In 2026, state-of-the-art recommender systems use neural networks, but for this assignment, you can enhance Pearson by adding a shrinkage factor: sim_shrunk = (n_common / (n_common + lambda)) * sim. This reduces noise from few co-ratings. Also, consider using the Jaccard similarity from Task 1 as a fallback.

Connecting to Current Trends

In 2026, AI-powered recommendation is hotter than ever. Think of how Spotify uses collaborative filtering to suggest new songs, or how YouTube recommends videos based on watch history. Even AI chatbots like ChatGPT use similar techniques to personalize responses. By mastering LSH and collaborative filtering, you're building skills directly applicable to real-world data mining jobs in tech, finance, and e-commerce.

Common Pitfalls and How to Avoid Them

Using DataFrames instead of RDDs: The assignment strictly requires RDDs. Stick to map, flatMap, reduceByKey, etc.
Inefficient hash functions: Use a prime modulus and random coefficients. Precompute hash values for each user index.
Ignoring sorting: Output must be sorted alphabetically. Use sortBy on the RDD before saving.
Not validating parameters: Test different b and r combinations to meet the precision/recall targets.

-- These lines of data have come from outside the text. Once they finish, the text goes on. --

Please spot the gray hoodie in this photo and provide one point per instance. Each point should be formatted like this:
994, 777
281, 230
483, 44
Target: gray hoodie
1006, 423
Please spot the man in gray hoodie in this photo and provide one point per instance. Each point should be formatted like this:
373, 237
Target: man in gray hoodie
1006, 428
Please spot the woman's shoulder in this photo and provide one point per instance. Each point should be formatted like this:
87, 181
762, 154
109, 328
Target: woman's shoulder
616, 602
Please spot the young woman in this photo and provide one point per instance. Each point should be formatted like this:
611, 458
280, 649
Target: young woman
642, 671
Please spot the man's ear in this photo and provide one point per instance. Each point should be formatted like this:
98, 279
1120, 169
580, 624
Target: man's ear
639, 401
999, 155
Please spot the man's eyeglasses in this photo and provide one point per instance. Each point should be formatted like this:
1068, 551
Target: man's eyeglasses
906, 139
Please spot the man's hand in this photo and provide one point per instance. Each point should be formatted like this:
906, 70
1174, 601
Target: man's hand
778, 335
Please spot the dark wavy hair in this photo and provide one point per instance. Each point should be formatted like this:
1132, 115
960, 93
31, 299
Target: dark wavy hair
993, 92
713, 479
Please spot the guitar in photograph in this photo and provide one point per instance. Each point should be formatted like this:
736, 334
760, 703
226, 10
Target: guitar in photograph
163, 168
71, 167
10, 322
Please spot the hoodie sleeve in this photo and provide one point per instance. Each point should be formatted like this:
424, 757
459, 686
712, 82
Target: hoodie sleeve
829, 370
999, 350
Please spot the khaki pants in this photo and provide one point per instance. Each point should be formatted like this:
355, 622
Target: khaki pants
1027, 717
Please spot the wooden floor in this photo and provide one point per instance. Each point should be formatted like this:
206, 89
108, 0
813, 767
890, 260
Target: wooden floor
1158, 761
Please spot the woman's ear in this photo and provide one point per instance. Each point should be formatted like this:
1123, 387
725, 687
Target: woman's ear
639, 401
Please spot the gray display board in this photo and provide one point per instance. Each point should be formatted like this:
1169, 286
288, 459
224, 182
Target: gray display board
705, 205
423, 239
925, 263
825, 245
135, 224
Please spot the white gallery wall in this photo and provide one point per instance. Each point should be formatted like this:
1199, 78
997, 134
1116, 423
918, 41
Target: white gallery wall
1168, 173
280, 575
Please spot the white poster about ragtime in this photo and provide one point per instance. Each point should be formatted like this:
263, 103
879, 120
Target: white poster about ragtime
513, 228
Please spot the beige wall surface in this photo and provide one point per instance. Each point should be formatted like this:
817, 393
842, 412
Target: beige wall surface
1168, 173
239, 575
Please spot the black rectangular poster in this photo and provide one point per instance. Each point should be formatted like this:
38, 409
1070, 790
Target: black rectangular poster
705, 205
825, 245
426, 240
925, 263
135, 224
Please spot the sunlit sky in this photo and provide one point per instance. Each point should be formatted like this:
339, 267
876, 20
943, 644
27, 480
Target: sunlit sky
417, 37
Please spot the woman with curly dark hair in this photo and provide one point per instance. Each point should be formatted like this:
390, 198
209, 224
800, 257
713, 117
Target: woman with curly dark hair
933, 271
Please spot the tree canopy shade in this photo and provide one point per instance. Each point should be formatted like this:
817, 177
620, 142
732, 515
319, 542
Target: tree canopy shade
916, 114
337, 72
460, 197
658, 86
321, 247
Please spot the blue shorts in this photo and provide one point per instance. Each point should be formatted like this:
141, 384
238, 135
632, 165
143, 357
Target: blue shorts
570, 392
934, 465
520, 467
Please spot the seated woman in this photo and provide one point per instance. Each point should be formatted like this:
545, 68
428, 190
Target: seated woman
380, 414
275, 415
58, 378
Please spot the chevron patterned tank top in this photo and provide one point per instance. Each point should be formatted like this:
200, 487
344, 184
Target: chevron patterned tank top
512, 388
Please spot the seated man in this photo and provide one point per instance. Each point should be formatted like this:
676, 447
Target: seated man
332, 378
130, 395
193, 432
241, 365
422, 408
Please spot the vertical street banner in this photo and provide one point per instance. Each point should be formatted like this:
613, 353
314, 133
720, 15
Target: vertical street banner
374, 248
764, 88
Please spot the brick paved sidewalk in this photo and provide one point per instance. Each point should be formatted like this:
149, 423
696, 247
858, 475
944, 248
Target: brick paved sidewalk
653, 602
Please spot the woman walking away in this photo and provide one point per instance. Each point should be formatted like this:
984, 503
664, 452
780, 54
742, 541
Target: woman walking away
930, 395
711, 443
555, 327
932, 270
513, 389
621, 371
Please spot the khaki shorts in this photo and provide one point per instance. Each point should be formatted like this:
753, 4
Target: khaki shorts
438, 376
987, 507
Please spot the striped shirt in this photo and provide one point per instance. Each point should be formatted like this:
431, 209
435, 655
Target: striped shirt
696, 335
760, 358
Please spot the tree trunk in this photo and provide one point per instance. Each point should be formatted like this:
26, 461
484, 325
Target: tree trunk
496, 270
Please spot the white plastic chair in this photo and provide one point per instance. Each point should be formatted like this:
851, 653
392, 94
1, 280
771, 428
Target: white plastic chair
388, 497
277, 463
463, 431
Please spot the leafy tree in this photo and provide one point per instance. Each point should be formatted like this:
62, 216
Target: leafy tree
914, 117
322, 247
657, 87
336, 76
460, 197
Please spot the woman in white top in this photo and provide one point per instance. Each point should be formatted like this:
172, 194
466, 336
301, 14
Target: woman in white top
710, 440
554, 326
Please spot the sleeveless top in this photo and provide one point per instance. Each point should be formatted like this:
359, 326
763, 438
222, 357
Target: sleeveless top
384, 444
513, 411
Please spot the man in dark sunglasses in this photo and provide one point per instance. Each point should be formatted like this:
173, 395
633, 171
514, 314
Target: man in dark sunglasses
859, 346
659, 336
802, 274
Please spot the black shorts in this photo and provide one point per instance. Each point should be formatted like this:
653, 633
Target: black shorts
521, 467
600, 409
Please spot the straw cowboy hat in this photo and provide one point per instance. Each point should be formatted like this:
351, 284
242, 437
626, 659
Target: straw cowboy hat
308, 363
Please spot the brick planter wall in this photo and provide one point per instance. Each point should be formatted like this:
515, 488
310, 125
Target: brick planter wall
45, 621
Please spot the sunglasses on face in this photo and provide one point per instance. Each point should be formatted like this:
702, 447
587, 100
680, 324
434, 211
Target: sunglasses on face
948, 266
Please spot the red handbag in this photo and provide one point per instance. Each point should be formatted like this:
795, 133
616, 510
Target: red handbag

Example Code Snippet: MinHash Signature Generation

# Python-like pseudocode for MinHash using Spark RDD
# Assume business_user_rdd: (business_id, [user_ids])
# hash_functions: list of (a, b) pairs
n_hashes = 100
signature_rdd = business_user_rdd.mapValues(lambda users: [min((a*u + b) % prime for u in users) for a, b in hash_functions])

Conclusion

By completing this assignment, you'll gain hands-on experience with two fundamental data mining techniques: LSH for approximate similarity search and collaborative filtering for recommendation. These skills are highly valued in 2026's job market, where companies like Amazon, Google, and Meta rely on similar algorithms to drive user engagement. Start early, test often, and remember: the key to success is understanding the math behind the code.